Marketing planning with true customer insight
Insight is successful when it enables your business to make better decisions. We start the insight development process by learning from you how and where a stronger insight knowledge base will yield greatest value
By focusing on how the insight deliverables can be used inside your business, we aim to deliver what you need, not what we think you might want
Typical insight deliverables include:
- Sales performance models that take account of the full on-line and off-line ecosystem
- Market segmentations that provide the basis for longer term planning and benchmarking
- Individual risk models for the insurance industry
- Propensity models for response and value
- Customer value analysis to explain where value is coming from, and how best to develop it
Sales performance models
The purpose of a sales performance model is to explain, in the context of all your marketing activities, why sales vary. Additionally they explain the causality of sales through your on-line channel, much of which is driven by off-line activity, as well as the impact of off-line on your conventional channels.
Our models take account of your media spend activity, your pricing, and where available competitive behaviour.
Market segmentation is a key planning tool when you want to differentiate your products, propositions, and communications to different sectors of an overall market.
It is also of use when calculating market share, and allocating resource such as sales or communications.
There is no set methodology for building a market segmentation; our starting point is the factors that are important to your business in understanding how consumers or businesses behave. These can be the traditional consumer life-stage and affluence dimensions, but they may also be how businesses adopt to new technology, or what they need in their particular industrial environment.
We have developed segmentations for financial services companies, brewers, hotel chains, bookstores, fast food outlets, and soft drinks manufacturers.
Individual risk models
These are normally developed for insurance companies wanting to forecast risk at an individual level based on an external data source; for instance understanding the risk represented by individual bank customers.

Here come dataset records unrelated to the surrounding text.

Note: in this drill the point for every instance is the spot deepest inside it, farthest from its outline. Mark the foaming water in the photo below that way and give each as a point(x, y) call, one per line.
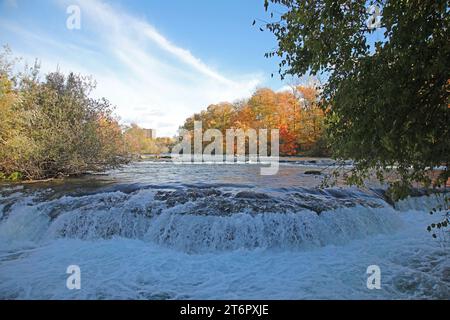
point(229, 238)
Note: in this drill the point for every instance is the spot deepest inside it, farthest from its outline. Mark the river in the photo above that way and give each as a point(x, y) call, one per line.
point(156, 230)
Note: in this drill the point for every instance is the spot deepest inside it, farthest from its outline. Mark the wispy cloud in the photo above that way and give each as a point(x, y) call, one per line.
point(152, 81)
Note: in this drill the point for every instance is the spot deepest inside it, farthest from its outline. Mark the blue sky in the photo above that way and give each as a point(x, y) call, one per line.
point(157, 61)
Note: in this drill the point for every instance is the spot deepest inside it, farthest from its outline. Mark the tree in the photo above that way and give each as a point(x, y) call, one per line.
point(388, 100)
point(53, 128)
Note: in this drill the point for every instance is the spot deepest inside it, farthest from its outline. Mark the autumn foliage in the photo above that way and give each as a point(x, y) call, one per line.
point(294, 112)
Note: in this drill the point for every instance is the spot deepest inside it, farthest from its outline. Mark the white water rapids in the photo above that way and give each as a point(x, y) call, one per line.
point(223, 240)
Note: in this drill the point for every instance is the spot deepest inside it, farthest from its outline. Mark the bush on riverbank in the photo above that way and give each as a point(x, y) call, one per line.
point(51, 127)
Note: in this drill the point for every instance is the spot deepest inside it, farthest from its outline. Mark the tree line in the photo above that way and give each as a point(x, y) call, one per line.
point(294, 112)
point(51, 127)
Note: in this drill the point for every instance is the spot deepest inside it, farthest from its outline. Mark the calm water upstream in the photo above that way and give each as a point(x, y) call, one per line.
point(155, 230)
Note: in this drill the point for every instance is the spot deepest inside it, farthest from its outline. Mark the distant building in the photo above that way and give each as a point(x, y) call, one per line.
point(150, 133)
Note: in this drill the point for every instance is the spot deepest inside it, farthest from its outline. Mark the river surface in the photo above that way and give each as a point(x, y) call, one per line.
point(156, 230)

The development approach usually partitions customers that have or have not claimed, or had different underwriting results, into separate groups, and then looks at how the underlying data, whether it is lifestyle, demographic, or transactional, differentiates them.
The output is normally a ‘gains chart’ which shows the expected risk performance for different groups.

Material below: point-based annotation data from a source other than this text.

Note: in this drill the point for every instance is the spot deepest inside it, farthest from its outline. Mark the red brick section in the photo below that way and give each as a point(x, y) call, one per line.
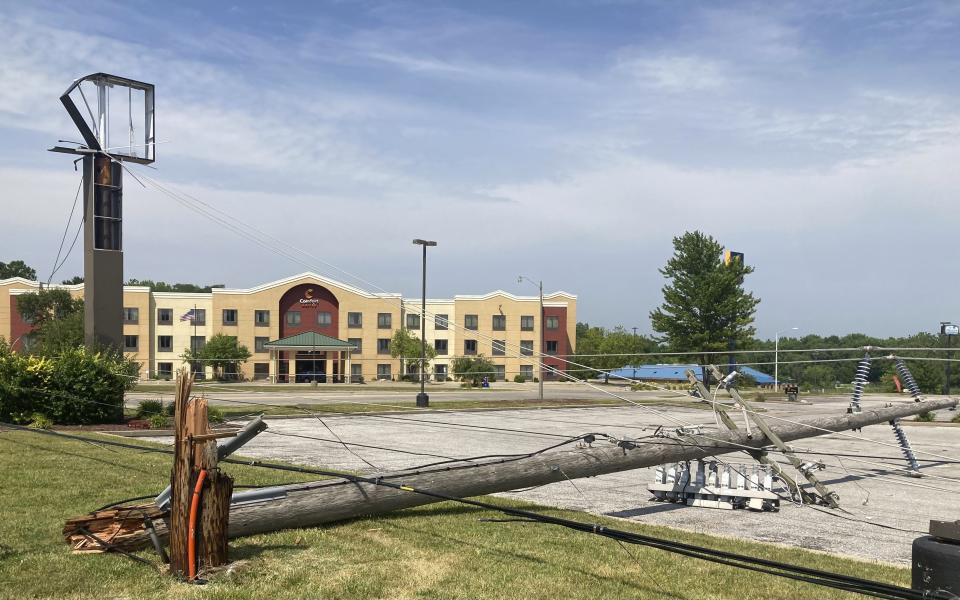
point(18, 327)
point(309, 299)
point(558, 335)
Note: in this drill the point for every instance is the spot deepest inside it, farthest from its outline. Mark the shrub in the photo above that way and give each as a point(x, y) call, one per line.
point(158, 421)
point(40, 421)
point(148, 408)
point(77, 387)
point(215, 415)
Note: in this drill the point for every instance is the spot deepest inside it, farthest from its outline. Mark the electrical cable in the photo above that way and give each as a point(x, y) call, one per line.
point(66, 228)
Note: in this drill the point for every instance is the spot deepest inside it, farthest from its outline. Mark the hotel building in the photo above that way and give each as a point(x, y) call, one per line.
point(308, 327)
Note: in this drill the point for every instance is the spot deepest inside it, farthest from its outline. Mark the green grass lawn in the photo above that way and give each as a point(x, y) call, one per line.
point(438, 551)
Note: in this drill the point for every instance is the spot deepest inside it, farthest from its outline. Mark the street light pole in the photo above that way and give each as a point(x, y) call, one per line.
point(539, 284)
point(422, 399)
point(776, 360)
point(948, 330)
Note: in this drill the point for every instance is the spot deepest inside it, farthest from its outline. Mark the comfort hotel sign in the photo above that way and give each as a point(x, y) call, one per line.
point(308, 297)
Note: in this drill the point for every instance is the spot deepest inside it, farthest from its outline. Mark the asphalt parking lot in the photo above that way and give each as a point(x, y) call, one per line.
point(884, 508)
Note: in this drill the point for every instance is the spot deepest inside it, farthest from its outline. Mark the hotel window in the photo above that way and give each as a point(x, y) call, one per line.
point(358, 344)
point(131, 343)
point(261, 370)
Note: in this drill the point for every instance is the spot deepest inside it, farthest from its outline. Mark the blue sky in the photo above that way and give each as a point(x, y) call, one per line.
point(565, 140)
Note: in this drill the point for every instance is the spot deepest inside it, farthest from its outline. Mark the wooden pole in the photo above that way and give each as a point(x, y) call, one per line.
point(333, 500)
point(181, 477)
point(339, 499)
point(195, 448)
point(828, 496)
point(758, 455)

Propensity models for response and value
A response or value propensity model is built to rank a customer base, or prospect list, by their likelihood to respond to an offer, or their expected value if they do.
Response models can be built at many different levels from product level propensity to purchase, to likely response to a particular marketing campaign.
In every case the model has a target variable, e.g. responders, or customer value, and predictor variables, obtained from an underlying customer or prospect base.
The role of the model is to use the predictor variables to give the best estimate of an individual’s likely behaviour.
Customer value analysis
Many organisations hold extensive transactional data without going the next step to analyse trends in customer value.
A customer value analysis can be used to identify:
– whom to recruit
– when to cross-sell
– what to cross sell
– when to undertake anti-attrition exercise
At Berry Thompson we have developed customer value analyses for furniture retailers, hotel chains, insurance companies and a fast food outlets; in every case we have found great differences in individual customer value and hence opportunities to enhance it.